## Spam Detection

In [1]:
from gensim.models.doc2vec import TaggedDocument
from gensim.models import Doc2Vec
import re
import os
import random
import pandas as pd
from sklearn.metrics.pairwise import cosine_similarity

In [2]:
import warnings
warnings.simplefilter(action='ignore', category=FutureWarning)

In [3]:
def extract_words(sent):
    sent = sent.lower()
    sent = re.sub(r'<[^>]+>', ' ', sent) #strip html tags
    sent = re.sub(r'(\w)\'(\w)', '\1\2', sent) # remoce apostrophes
    sent = re.sub(r'\W',' ', sent) # remove punctuation
    sent = re.sub(r'\s+', ' ', sent) # remove repeated space
    sent = sent.strip()
    return sent.split()

In [4]:
# test text cleanup block
words = 'Chirstmas time...Santa time, 2018  + ''//''    '
print(extract_words(words))

['chirstmas', 'time', 'santa', 'time', '2018']


In [6]:
proj_root = os.path.dirname(os.getcwd())
#print("Current working dir : {0}".format(proj_root))

In [7]:
model_dir = proj_root + "/" + "model"
doc2vec_model = model_dir + "/" + 'comments.d2v'

#Load doc to vec model
model = Doc2Vec.load(doc2vec_model)

In [8]:
model.infer_vector(extract_words("This is awesome..."))

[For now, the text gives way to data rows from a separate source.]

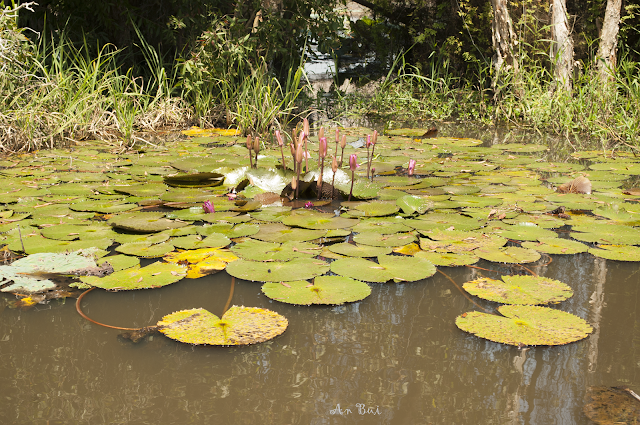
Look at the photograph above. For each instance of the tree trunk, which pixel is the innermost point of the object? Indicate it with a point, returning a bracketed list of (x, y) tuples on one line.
[(561, 44), (504, 40), (606, 58)]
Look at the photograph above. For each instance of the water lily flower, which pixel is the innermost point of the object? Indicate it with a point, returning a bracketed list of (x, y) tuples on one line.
[(412, 166), (208, 207), (353, 162), (281, 144), (322, 150)]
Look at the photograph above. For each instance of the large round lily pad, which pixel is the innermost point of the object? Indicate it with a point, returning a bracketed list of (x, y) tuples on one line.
[(144, 222), (324, 290), (276, 271), (556, 246), (25, 273), (528, 290), (276, 232), (238, 326), (511, 254), (525, 325), (388, 267), (617, 252), (154, 275), (351, 250)]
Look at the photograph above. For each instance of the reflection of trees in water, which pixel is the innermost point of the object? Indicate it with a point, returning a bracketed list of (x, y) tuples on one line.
[(399, 350)]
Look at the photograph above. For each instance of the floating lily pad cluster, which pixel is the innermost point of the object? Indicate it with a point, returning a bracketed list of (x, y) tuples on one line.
[(461, 202), (522, 321)]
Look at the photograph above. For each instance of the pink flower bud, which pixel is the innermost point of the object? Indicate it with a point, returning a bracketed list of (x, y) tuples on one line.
[(322, 150), (412, 166), (353, 162), (208, 207)]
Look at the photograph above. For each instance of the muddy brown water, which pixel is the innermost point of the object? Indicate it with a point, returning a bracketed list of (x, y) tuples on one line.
[(394, 358)]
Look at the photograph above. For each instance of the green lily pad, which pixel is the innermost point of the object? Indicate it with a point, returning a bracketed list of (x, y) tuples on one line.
[(389, 267), (144, 222), (511, 254), (238, 326), (276, 271), (606, 233), (375, 209), (69, 232), (351, 250), (194, 180), (387, 225), (256, 250), (155, 275), (328, 290), (317, 221), (375, 239), (556, 246), (617, 252), (449, 259), (25, 272), (102, 207), (414, 204), (529, 290), (525, 325), (229, 230), (276, 232), (145, 250)]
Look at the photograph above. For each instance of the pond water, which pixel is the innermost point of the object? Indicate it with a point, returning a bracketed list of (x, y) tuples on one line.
[(395, 357)]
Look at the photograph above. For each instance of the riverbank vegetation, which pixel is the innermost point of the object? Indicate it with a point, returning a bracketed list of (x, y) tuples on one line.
[(125, 73)]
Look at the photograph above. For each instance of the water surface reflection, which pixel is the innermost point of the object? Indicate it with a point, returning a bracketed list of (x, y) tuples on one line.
[(394, 358)]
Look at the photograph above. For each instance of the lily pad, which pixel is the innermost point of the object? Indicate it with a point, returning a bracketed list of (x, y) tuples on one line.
[(511, 254), (449, 259), (556, 246), (27, 273), (388, 267), (331, 290), (525, 325), (238, 326), (144, 222), (351, 250), (617, 252), (276, 271), (375, 239), (154, 275), (276, 232), (529, 290)]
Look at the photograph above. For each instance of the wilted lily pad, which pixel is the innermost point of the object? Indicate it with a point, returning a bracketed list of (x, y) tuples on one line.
[(154, 275), (26, 273), (324, 290), (615, 405), (528, 290), (525, 325), (276, 271), (238, 326)]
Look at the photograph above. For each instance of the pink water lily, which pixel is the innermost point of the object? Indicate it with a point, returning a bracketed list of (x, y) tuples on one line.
[(353, 162), (208, 207), (412, 166)]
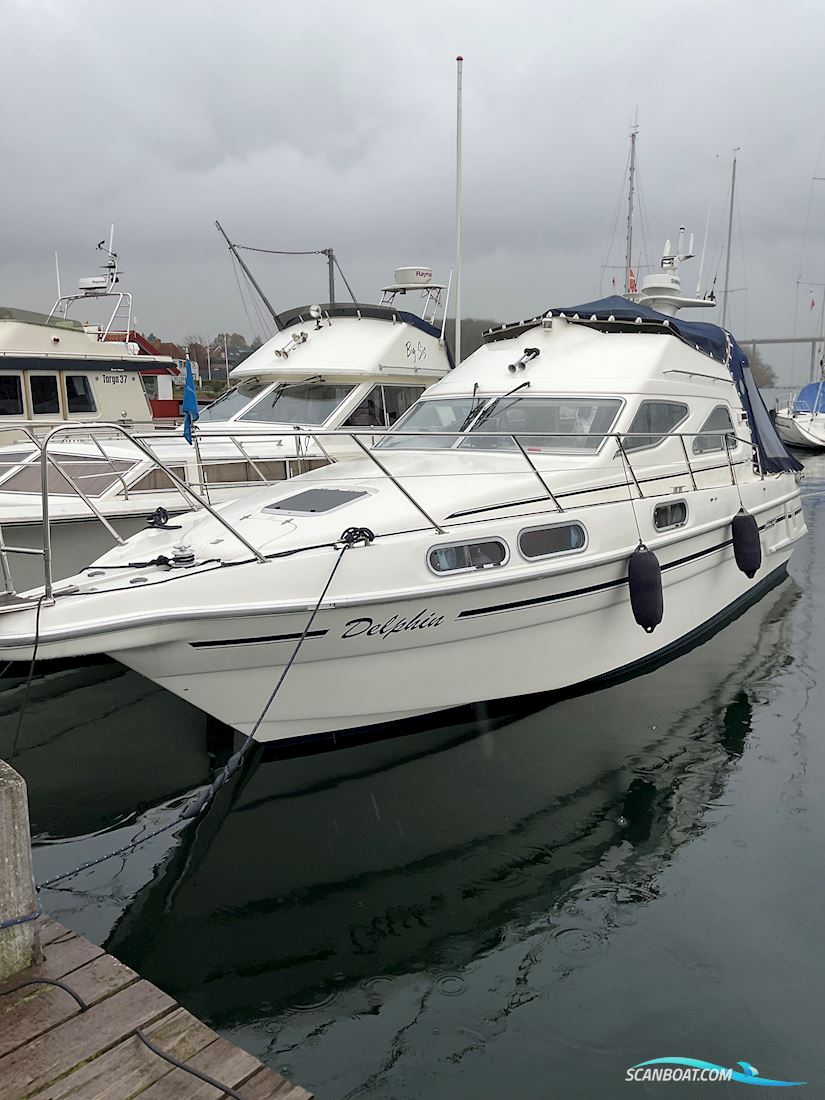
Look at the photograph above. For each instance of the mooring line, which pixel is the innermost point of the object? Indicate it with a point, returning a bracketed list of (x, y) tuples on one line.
[(351, 537)]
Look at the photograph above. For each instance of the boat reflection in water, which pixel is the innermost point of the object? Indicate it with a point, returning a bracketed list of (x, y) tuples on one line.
[(97, 746), (415, 857)]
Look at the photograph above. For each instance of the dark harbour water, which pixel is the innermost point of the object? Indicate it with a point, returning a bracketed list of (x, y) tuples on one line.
[(523, 905)]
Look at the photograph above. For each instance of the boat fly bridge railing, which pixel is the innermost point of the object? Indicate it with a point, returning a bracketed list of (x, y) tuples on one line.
[(527, 446)]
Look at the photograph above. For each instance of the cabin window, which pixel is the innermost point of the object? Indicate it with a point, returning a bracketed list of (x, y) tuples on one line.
[(233, 400), (449, 414), (668, 516), (397, 399), (157, 479), (11, 395), (653, 420), (543, 541), (45, 394), (543, 424), (78, 392), (94, 475), (305, 403), (554, 425), (383, 406), (468, 556), (10, 460), (370, 413), (717, 421)]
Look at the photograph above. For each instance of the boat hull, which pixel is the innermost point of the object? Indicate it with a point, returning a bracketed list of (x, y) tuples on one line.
[(385, 662), (805, 431)]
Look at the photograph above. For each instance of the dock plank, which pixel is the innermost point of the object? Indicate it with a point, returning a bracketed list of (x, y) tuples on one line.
[(227, 1064), (37, 1009), (267, 1085), (130, 1068), (51, 1049), (80, 1037)]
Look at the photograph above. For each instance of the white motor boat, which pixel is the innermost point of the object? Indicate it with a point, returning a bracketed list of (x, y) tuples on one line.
[(802, 421), (591, 492), (353, 366)]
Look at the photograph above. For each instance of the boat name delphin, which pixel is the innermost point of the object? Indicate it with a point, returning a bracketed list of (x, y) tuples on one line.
[(421, 620)]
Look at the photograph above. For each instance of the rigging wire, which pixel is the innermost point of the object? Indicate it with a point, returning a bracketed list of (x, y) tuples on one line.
[(642, 221), (243, 300), (283, 252), (606, 261)]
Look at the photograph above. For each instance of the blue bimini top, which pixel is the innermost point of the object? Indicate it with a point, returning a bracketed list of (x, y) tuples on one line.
[(711, 340)]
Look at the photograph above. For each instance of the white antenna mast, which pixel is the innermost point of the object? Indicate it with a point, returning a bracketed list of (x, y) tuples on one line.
[(628, 255), (729, 235), (704, 250), (459, 68)]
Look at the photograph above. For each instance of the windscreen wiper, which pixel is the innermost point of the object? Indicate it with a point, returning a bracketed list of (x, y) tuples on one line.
[(474, 406), (487, 410)]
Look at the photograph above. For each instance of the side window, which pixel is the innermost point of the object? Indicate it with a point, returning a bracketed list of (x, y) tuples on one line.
[(370, 413), (652, 422), (45, 395), (397, 399), (560, 538), (718, 420), (466, 556), (11, 395), (78, 392), (667, 516), (157, 480)]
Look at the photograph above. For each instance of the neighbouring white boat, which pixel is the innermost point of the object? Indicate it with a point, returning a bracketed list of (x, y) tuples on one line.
[(584, 474), (54, 370), (352, 366), (802, 421)]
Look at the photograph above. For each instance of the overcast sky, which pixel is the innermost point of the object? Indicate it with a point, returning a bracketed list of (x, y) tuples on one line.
[(306, 125)]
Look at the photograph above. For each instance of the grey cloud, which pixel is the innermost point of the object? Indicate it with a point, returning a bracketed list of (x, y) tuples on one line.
[(303, 127)]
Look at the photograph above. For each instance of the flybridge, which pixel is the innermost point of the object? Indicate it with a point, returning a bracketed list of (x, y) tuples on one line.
[(620, 315)]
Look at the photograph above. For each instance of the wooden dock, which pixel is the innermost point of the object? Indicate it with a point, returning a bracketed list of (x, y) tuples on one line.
[(52, 1049)]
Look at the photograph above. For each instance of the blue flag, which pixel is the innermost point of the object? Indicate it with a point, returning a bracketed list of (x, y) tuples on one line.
[(189, 404)]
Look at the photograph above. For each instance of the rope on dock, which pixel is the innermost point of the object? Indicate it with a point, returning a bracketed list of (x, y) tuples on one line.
[(138, 1032)]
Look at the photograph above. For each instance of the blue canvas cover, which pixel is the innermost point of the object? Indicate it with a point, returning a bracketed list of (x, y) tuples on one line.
[(713, 341), (811, 398)]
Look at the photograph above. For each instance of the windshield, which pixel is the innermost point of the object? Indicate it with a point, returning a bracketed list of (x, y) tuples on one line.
[(540, 424), (233, 400), (430, 416), (307, 403)]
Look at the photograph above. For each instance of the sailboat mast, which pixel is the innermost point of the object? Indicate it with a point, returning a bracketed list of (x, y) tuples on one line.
[(459, 72), (729, 237), (250, 276), (630, 189)]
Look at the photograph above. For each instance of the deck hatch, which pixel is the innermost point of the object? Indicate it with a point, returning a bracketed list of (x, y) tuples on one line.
[(314, 501)]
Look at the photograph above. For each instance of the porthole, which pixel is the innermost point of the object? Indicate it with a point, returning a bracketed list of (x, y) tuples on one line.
[(545, 541), (463, 557), (669, 516)]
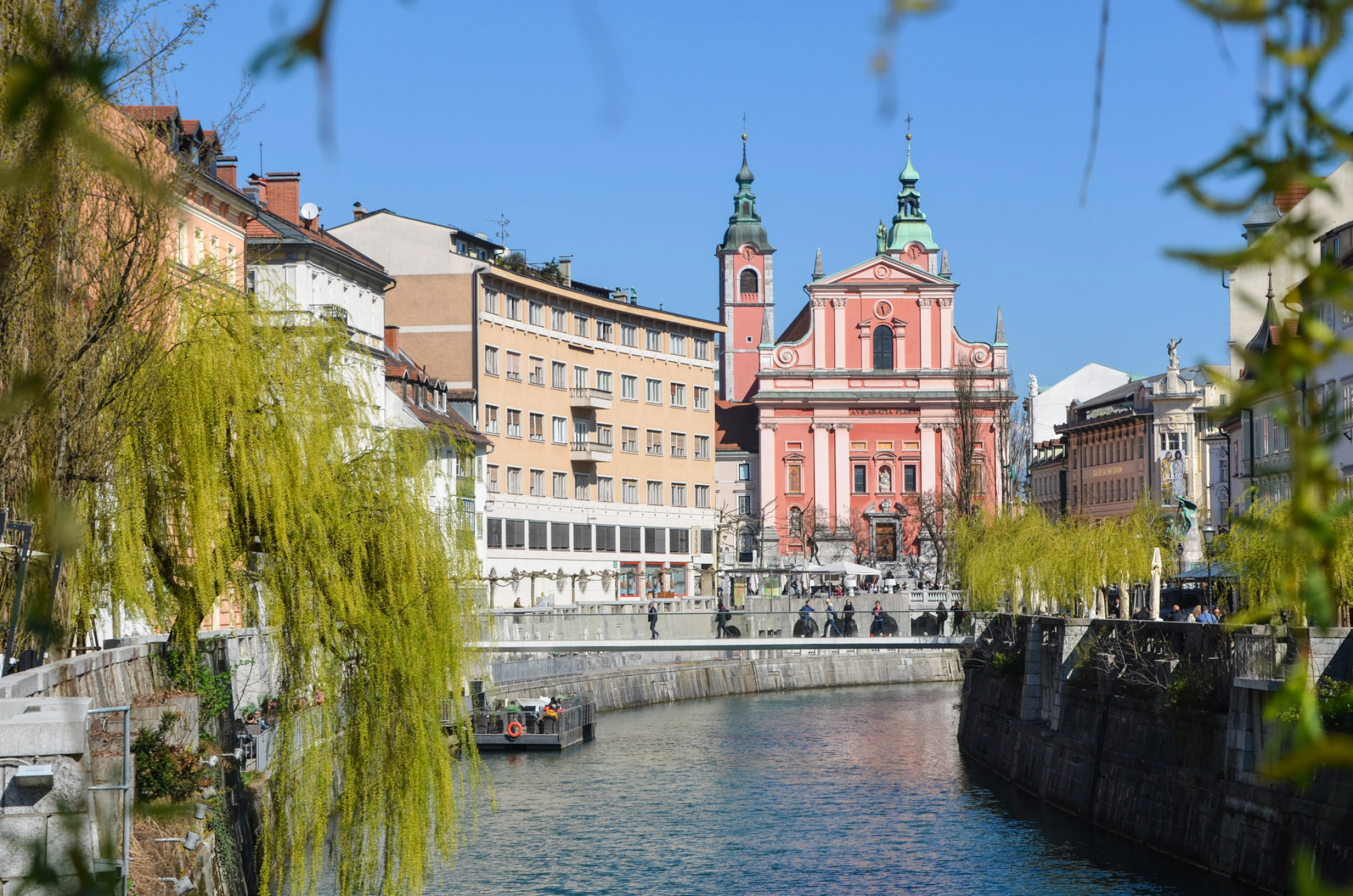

array([ 0.10651165,  0.08706113, -0.03325614, -0.09894038,  0.03064333,
       -0.019945  ,  0.03584543, -0.20947409,  0.05308295,  0.07270622,
        0.00521208, -0.08042626, -0.0354125 , -0.03602903, -0.05012208,
        0.04042677,  0.00169689,  0.06674345, -0.00993093,  0.09504773,
       -0.05088811, -0.03965221, -0.11067194,  0.04205915,  0.0532117 ,
       -0.03844444,  0.08866784,  0.05826956, -0.07038295,  0.00540849,
        0.07919995, -0.09133605,  0.07977698,  0.01242394, -0.03988631,
        0.07748676, -0.05657875, -0.03706421,  0.13353555, -0.02652852,
       -0.02558131, -0.22499587,  0.02591169, -0.10143113,  0.12842202,
        0.00634575,  0.06762049,  0.07074005, -0.044052  ,  0.04046854],
      dtype=float32)

In [22]:
#Load labeled data
#Trying to use pandas
labeled_spam_subdir = 'traindata/labeled-spam-data'
labeled_spam_dir = proj_root + "/" + labeled_spam_subdir
               
data = pd.concat([pd.read_csv(labeled_spam_dir + "/" + "Youtube01-Psy.csv"), 
               pd.read_csv(labeled_spam_dir + "/" + "Youtube02-KatyPerry.csv"),
              pd.read_csv(labeled_spam_dir + "/" + "Youtube03-LMFAO.csv"),
              pd.read_csv(labeled_spam_dir + "/" + "Youtube04-Eminem.csv"),
              pd.read_csv(labeled_spam_dir + "/" + "Youtube05-Shakira.csv")])

In [23]:
data['CONTENT'][0:2]

0    Huh, anyway check out this you[tube] channel: ...
1    Hey guys check out my new channel and our firs...
Name: CONTENT, dtype: object

In [25]:
data['WORDS'] = data['CONTENT'].map(lambda x: extract_words(x))

In [26]:
data['WORDS'][0:2]

0    [huh, anyway, check, out, this, you, tube, cha...
1    [hey, guys, check, out, my, new, channel, and,...
Name: WORDS, dtype: object

In [27]:
sentences = data['CONTENT']

In [28]:
data['SENTVECS'] = data['WORDS'].map(lambda x: model.infer_vector(x, steps=10))

In [29]:
data['SENTVECS'][0:5]

0    [0.16520166, 0.20271881, 0.1698854, 0.1000886,...
1    [0.09364169, 0.09967823, -0.21531972, 0.103081...
2    [-0.029987874, 0.02582819, 0.18829851, -0.3173...
3    [0.2704871, 0.07241474, 0.17938806, -0.2955648...
4    [0.13608585, 0.04917111, 0.07191952, 0.082964,...
Name: SENTVECS, dtype: object

In [30]:
sentvecs = data['SENTVECS'].tolist()
labels = data['CLASS'].tolist()

### Build a classifier

In [31]:
from sklearn.neighbors import KNeighborsClassifier
from sklearn.ensemble import RandomForestClassifier
from sklearn.model_selection import cross_val_score
from sklearn import metrics
import numpy as np

  from numpy.core.umath_tests import inner1d


In [32]:
clfkn = KNeighborsClassifier(n_neighbors=9)
clfrf = RandomForestClassifier()

In [33]:
scores = cross_val_score(clfkn, sentvecs, labels, cv =5)
print("avg : {0} std : {1}".format(np.mean(scores), np.std(scores)))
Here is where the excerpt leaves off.